Several years ago, when her father was dying, Beryl Torthe came across The Other Side of Sadness: What the New Science of Bereavement Tells Us About Life After Loss, the groundbreaking book by Teachers College psychologist George Bonanno that challenges traditional understanding of how people respond to loss and trauma.

“The main idea was that power can come from grief,” says Torthe (pronounced TOR-tay), now a first-year master’s degree student in TC’s Clinical Psychology program. “It’s easy to say that grief is a terrible thing and a terrible event, but the dialogue around grief doesn’t always focus on what can be gained through it.”

Torthe’s own story is testimony to the truth of that idea.

Growing up in South Africa, where the academic and career arcs of young people are, for the most part, dictated by the outcomes of tests given in early high school, Torthe assumed she would work in business and finance. She chose to attend Alfred University, in upstate New York, because “I was looking for a liberal arts school in the U.S., and Alfred was listed, alphabetically, among the top five.”

But when her father was diagnosed with pancreatic cancer during her sophomore year, Torthe left school and returned home to Pretoria. There, watching him battle the disease and assisting in his care, she began to question her direction in life. “My studies suddenly seemed superficial – I felt it wasn’t answering any tough questions.”

Things came to a head one day when Torthe accompanied her father to a post-operative treatment center.

“We were in a chemotherapy session and I watched as a man sitting near us, obviously very sick and connected to all sorts of wires and tubes, got up from his chair, untethered himself and went outside to light up a cigarette – while he was getting chemotherapy! It was a defining moment for me. I wanted to know why people behave the way they do and about the choices they make.”

Returning to Alfred following her father’s death, Torthe declared a new major: psychology.

“The transition was wonderful,” she says. “The beauty of psychology is that you never have answers to all the questions. There is no spreadsheet that quantifies psychology. It is just an endless journey of asking questions. And I’ve always said, ‘If you can’t answer all the questions, then you’ve found the right spot.’”

Also while at Alfred, Torthe took and passed New York’s Emergency Medical Technician exam and joined a volunteer Allegany County ambulance squad. For her senior honors thesis, she interviewed more than 100 professional and volunteer emergency medical technicians and found that these workers, who save lives every day, are far more likely to have signed a Do Not Resuscitate (DNR) order than people in the general population.

“It’s easy to say that grief is a terrible thing and a terrible event, but the dialogue around grief doesn’t always focus on what can be gained through it.”

—Beryl Torthe

“Doing CPR to save lives is kind of glamorized on TV, but when you see it up close, the reality is often about frail, older people sustaining broken ribs from chest compression or being brought back from the brink to continue living with terrible illnesses,” she says.

Torthe graduated at the top of her class in 2018, serving as valedictorian at Alfred’s convocation and, inspired by Bonanno’s book, enrolled this past fall at TC. During her first year, she’s worked as a Graduate Assistant in the collaborative (NYU and Columbia) Culture, Stigma and Psychosis lab, helping with research on stigmatized populations in China and Botswana.
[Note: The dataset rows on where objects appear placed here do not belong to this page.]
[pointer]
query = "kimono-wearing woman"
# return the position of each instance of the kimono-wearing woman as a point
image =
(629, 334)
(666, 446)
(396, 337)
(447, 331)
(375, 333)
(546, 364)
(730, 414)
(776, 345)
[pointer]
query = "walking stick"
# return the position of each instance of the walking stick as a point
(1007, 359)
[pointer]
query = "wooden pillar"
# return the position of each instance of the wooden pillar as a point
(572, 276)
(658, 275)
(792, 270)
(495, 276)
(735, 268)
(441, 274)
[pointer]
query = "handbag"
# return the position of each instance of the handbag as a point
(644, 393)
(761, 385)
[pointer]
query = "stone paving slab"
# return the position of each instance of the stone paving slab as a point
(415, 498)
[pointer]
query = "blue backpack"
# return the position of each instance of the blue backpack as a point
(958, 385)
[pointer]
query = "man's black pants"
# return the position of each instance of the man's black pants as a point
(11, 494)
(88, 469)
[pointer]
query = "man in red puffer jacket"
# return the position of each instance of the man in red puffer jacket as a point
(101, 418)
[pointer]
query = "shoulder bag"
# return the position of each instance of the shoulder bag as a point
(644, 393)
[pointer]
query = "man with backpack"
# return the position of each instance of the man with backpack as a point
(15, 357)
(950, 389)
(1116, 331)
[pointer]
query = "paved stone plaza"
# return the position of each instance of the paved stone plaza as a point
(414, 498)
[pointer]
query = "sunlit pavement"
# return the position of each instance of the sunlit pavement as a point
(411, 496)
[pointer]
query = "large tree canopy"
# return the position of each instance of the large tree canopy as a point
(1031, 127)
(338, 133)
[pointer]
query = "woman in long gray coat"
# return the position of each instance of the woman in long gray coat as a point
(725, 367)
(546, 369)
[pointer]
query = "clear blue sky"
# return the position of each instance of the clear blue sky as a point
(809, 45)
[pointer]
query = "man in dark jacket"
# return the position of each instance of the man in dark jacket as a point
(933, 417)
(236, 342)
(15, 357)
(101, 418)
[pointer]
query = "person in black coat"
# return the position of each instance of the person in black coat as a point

But she’s already pretty sure that she wants to focus her studies, and possibly her career, on thanatology, the field that concerns itself with death and loss. Her goal is to take courses with Bonanno, who directs TC’s Loss, Trauma & Emotion Lab as well as the College’s Resilience Center for Veterans & Families.    

“It’s a quirky coincidence that a book I read during a tough time was actually written by a faculty member at Teachers College,” she says.

Bonanno might say that tough times are what you make of them. Meanwhile, for Torthe, that kind of unexplainable convergence is just another confirmation that she has indeed come to the right spot.